As for life above the storm?
It’s usually sunny, 

but we hear thunder
under everything:

sometimes, like sweet music;
other times, like the drums of war.


Confession

listen to
my bitter
now

a bad brain
that can’t hold water
or thought very long now

footfalls from feet
on fire now
and for years before now

snapping fingers
beginning now
to hurt like those feet

an old voice
no one hears
because 

it gave up
flash and
volume

in favor of
subtler and
less certain words

mined from 
its most 
unquiet source and

with that surrender
lost
so much and so many

fucked up now
and so many times before
fucked up

so many ways
fucked up
falling for so long

now as
everything else
falls too

maybe I do not
look so bad for
dying this way

but
still
dying now seems a

coward’s response to such a series
of dumb moves 
when

I was the one
moving so stupidly
as to look like

a hero to 
those stupid enough
to equate 

plain old fucking up
with 
artistic vision

as I did not love hard enough
or well enough
or plainly enough

now that 
so much is
breaking inside me

and my
cavalier striding
through this

has brought me here
it’s so obvious
that what ends with me

in such stumble
was born from that stumble
I called a path

that was no path
that was a crash
and what you want to call a career

or a life
was in fact
a steaming pile of

stereotype
torture porn
mythology

forget about it
as swiftly
as you can

now I am beginning to
do just that and
cannot wait

to become
blank
with no need to begin again


Alchemy (for M)

The coffee got left on
with little in the pot.
It looks like there’s a fog inside the carafe
where the fumes baked into a film on the glass.

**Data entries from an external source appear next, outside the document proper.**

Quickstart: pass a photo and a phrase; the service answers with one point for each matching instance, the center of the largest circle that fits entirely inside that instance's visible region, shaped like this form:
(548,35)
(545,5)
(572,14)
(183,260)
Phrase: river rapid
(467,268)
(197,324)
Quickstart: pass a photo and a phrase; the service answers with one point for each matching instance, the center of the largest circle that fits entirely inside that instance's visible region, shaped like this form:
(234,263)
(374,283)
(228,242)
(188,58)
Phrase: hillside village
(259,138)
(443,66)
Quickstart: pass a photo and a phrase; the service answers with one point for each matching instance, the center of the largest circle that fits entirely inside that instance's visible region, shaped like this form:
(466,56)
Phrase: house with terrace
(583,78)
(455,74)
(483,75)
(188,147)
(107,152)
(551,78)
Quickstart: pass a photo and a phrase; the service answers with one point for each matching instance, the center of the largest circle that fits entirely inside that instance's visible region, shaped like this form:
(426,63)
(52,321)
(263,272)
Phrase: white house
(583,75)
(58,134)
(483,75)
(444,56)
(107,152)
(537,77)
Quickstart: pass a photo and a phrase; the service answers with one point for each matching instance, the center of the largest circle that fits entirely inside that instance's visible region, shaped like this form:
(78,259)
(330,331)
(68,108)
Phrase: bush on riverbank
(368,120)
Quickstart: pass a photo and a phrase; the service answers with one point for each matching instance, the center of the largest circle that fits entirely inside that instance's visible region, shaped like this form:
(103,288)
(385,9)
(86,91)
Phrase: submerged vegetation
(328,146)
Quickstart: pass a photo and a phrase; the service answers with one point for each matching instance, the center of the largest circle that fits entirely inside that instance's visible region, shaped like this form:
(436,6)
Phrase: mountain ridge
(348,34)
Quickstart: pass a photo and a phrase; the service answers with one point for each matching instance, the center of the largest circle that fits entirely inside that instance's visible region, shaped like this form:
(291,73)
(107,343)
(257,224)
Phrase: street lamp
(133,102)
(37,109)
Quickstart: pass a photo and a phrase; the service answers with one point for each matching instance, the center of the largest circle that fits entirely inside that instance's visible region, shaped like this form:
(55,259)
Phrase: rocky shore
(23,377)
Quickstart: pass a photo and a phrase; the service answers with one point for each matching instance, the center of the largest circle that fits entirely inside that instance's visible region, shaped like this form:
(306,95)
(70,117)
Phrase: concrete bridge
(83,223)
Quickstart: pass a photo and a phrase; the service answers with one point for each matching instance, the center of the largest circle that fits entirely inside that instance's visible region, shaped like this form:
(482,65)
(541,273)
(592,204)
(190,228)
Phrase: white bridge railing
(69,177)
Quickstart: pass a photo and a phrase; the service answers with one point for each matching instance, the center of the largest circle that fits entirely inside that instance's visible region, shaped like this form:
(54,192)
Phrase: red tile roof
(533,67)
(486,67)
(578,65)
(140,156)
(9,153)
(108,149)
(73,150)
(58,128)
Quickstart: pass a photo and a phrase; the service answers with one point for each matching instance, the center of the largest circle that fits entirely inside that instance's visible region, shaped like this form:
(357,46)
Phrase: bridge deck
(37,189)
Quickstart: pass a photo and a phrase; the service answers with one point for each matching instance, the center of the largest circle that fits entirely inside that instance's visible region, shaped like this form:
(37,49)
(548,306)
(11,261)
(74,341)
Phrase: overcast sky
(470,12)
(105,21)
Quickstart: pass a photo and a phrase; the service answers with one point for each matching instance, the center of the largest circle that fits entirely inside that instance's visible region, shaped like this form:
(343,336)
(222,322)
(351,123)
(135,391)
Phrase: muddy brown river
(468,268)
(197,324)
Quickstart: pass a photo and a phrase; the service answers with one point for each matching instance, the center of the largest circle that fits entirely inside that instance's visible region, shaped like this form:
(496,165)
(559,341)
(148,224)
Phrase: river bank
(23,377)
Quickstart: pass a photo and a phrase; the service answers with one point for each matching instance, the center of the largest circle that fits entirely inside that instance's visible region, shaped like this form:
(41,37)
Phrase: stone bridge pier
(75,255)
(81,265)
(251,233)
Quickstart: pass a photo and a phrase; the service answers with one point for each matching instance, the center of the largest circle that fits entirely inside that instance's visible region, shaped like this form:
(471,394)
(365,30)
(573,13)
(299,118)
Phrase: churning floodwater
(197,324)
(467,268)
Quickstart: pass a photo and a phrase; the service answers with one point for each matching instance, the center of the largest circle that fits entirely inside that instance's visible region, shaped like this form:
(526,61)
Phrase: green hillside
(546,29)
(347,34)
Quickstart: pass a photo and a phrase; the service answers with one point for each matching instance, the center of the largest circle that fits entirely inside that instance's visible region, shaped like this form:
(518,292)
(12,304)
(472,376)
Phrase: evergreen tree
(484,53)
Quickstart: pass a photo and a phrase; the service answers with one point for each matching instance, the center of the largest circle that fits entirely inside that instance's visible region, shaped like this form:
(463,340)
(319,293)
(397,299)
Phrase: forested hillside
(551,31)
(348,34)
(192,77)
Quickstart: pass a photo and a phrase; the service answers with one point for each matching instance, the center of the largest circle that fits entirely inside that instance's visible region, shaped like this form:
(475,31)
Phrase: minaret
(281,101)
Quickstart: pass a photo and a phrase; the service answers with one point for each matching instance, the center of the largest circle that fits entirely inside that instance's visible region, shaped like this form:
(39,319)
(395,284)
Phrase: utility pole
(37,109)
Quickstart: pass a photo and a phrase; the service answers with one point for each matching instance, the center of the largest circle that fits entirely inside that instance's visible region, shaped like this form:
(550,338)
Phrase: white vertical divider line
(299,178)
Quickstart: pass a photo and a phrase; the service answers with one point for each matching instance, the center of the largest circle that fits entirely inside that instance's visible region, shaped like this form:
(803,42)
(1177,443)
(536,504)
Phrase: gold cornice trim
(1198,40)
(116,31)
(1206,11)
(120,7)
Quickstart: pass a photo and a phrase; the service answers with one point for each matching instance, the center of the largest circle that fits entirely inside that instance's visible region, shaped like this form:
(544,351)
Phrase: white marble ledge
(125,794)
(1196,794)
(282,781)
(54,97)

Such a small disaster as that
cannot be allowed to stop the morning.
My lover has taught me
how to clean such grime with ice cubes and kosher salt:

combine them inside; swirl them around;
dump it and wipe the glass; then
rinse thoroughly
and make a new pot.

I do that and as it’s brewing
I think about what else she has taught me:
how I am growing older and how I am not;
how to sit and be still;

where I am failing and how
I may recover. How to be myself with her,
and how not to be lost to myself
when I am not.

That last is the lesson 
that came the hardest and
remains the hardest. As hard,
perhaps, as a film of hot fog burned

onto old glass — but with her
and with the alchemy I’ve learned from her,
no such small disaster as that
can keep us

from sitting together each morning, still 
and quiet, over coffee in the shade
of the living room before we raise the blinds

and let in the hard light from outside.